New Year's resolutions are a lot like conceiving a baby. The creation of them is the fun part but the maintenance of them can be challenging. About 1 in 3 United States citizens make some kind of New Year's resolution for them to have better health. About 75% of these people will keep the goal for a week but under 50% of them will hold onto their resolution six months into the following year. Each one of these resolutions will help you stay healthy, stress free, and happier.

Here are ten new year's resolutions that benefit your health:

1. Lose some weight. This is the most typical resolution that people make, but the one that the majority of people do not keep up with after a couple weeks. It is not something that works right away so you must persevere, even when the flags flags a bit. Try not to be desperate and you will do better. Make sure you plan for it to be a bumpy road. Try using a food journal to keep track of your eating and make use of a good social support group. By the fourth to sixth week into a diet plan, most people have already found excuses not to follow through. That is why it is a good idea to have a weight loss buddy to get through the difficult times. Stop thinking of dieting as temporary, instead work on making substantial eating habit changes for the better, and get some exercise often.

2. Stay in touch with old friends and collections. If you stick with it, this is a resolution that will lower your stress level. People who have strong ties socially will live longer than those people who keep to themselvesselves. Having no social bonds can be as damaging to your health as smoking, obesity, lack of exercise, and alcohol abuse, according to one study. It is easy to stay in touch with friends now that there is the technology to do so. This means getting a Facebook page or Twitter account and keeping your old friends together.

3. Stop smoking. Even if you have failed many times before, this is no excuse not to give it a go again. The more times you attempt to quit smoking, the more successful your efforts at quitting will be. There are many different methods of quitting smoking.

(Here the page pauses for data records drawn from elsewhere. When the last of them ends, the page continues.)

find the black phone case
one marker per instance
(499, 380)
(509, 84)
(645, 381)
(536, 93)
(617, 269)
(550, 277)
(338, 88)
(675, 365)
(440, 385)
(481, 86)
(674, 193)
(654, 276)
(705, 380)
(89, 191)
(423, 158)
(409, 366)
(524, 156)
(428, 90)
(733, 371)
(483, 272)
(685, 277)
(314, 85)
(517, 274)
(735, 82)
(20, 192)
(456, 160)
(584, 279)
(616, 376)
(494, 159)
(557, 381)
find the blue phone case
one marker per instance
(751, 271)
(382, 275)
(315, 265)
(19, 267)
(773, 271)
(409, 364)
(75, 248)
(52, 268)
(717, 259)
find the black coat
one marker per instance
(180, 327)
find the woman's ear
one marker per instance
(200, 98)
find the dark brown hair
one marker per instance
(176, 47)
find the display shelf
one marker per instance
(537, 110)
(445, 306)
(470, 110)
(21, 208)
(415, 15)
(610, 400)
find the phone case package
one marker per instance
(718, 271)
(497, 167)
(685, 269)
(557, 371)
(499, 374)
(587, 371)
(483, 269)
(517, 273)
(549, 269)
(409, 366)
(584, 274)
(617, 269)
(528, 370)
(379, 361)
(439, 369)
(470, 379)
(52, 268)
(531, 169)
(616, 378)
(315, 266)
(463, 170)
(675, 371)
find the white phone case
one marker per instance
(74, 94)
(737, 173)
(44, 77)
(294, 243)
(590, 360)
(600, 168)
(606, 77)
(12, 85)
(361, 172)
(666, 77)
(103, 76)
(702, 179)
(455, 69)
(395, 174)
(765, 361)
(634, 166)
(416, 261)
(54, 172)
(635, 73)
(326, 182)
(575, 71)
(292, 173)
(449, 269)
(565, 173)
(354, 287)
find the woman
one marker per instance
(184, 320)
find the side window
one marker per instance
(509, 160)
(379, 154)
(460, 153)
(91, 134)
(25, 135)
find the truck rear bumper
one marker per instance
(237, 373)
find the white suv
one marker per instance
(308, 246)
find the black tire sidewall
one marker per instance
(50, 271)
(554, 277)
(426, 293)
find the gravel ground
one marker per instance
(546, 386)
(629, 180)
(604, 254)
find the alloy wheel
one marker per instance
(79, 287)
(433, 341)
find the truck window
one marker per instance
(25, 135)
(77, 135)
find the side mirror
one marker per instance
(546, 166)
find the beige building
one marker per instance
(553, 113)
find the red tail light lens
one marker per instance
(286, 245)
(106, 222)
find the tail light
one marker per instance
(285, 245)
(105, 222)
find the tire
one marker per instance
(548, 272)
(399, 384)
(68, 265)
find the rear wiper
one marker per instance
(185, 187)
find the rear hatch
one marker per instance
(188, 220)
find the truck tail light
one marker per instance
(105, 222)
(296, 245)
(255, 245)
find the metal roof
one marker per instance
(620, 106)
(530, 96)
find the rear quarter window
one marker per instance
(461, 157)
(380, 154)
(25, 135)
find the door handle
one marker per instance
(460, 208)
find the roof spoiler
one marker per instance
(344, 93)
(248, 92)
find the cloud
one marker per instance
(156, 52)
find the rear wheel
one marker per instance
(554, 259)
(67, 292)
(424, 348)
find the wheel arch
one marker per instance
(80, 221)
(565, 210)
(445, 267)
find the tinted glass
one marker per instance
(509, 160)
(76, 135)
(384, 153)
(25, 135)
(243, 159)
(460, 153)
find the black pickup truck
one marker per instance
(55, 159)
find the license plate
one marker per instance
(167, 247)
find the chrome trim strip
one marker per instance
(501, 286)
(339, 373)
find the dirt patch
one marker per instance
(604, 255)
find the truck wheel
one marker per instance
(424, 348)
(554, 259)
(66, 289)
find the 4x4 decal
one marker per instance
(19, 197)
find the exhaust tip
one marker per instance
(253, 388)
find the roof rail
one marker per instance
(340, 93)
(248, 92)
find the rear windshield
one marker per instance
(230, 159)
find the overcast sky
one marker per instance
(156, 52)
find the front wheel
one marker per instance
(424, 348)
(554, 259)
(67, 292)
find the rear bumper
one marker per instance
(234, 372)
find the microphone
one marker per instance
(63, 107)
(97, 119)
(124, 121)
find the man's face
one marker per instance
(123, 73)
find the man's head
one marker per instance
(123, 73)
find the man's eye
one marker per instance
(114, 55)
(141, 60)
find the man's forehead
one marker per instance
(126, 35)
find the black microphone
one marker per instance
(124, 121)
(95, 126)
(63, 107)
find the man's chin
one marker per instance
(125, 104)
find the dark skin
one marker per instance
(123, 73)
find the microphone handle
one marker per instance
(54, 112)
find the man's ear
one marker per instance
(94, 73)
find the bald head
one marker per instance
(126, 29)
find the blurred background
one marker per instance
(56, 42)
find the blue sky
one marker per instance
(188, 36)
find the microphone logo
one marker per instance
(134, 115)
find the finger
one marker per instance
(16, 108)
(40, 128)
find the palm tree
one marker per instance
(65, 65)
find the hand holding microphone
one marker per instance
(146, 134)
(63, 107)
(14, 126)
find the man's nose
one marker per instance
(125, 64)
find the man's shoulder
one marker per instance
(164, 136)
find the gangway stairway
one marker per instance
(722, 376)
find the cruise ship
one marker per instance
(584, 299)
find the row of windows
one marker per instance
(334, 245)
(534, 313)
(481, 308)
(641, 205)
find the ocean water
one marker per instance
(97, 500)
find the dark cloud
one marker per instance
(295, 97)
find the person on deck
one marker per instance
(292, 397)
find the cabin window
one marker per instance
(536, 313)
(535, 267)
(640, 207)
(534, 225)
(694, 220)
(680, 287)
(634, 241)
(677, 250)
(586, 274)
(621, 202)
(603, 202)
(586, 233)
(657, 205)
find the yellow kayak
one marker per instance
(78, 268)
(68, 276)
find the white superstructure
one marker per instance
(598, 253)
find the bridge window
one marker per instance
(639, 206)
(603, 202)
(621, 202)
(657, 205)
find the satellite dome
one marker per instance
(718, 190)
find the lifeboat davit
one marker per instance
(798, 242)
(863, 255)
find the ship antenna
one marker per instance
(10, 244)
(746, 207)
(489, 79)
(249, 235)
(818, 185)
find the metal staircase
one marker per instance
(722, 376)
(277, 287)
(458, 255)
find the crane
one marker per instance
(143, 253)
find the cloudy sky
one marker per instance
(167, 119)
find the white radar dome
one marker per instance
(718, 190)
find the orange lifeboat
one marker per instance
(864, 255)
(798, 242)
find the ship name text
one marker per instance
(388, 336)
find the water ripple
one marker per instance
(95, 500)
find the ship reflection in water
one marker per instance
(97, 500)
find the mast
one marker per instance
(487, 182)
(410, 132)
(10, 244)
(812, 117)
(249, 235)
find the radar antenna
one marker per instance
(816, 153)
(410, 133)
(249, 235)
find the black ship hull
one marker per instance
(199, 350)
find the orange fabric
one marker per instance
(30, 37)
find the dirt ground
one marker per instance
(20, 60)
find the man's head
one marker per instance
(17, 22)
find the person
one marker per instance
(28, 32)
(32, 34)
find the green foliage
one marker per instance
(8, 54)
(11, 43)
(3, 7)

You can use just one plan or clump several plans together in order to quit the bad habit.

4. Save your money. Instead of taking the car to work, do things that save money like walking to work, working at home, carpooling to work, or taking your bike to work. This not only saves funds but it helps the environment. You can also save money by getting rid of the membership to the gym and exercising in your own home. There are many fitness programs available for home use and they do not cost as much money as a gym membership will. Check out the at home workouts from Beachbody . Shop with a grocery list and this will cut down on mindless grocery shopping that only adds to the overall grocery bill while adding pounds to your waistline.

5. Decrease your stress. While it is okay to have a bit of pressure in your life a little bit, too much of extreme stress can really hurt your health. Chronic stress can lead to things like heart disease, insomnia, depression, and obesity, among other things. Things that contribute to excess stress are poor exercise, not hanging out with friends and family, and working too much at your job.

6. Volunteer somewhere. You will not only see that others have it much worse than you do but you can learn to appreciate what you have if you volunteer somewhere. This can less your stress levels and can help you feel better about your life. This type of happiness is healthy for you. People who have positive thoughts, based on one study, are twenty percent less likely than gloomy people to suffer from heart disease or stroke. You will be happier in the long-run and this will add to your health if you choose to stick and volunteer to it.

7. Attend School. It does not matter how old you are. Going back to school can help not only your career but can challenge your mind and establish new friendships. One study on the middle aged showed that those who went back to school had stronger verbal skills, and better memories than those who did not go back to school. The higher you go in your education, the less is your risk of getting Alzheimer's disease.

8. Slow down on alcohol use. Drinking excess can be bad for your health. This is especially true of binge drinking, which seems to be increasing as an activity among young people. Drinking in excess can affect the neurotransmitters of the brain so that you suffer more from memory loss, seizures, and depression. Heavy drinking over long periods of time can increase your risk of heart disease, mental deterioration, liver disease, breast cancer, stroke, high blood pressure, liver cancer, mouth cancer, and throat cancer.

9. Sleep more. A good night's sleep can be good for your appearance as well as your mood. On the contrary, a lack of sleep is associated with type 2 diabetes and obesity. You need your sleep to strengthen memory through the functioning of the hippocampus.

10. Travel More. You can get a lot out of traveling even after you have gotten home and put your suitcases away. Without travel, it is too easy to get stuck in a rut and it can increase your stress levels. Traveling can help you feel replenished and rejuvenated so you see the world with a great admiration. This is healthy not only for your body but it is good for the soul.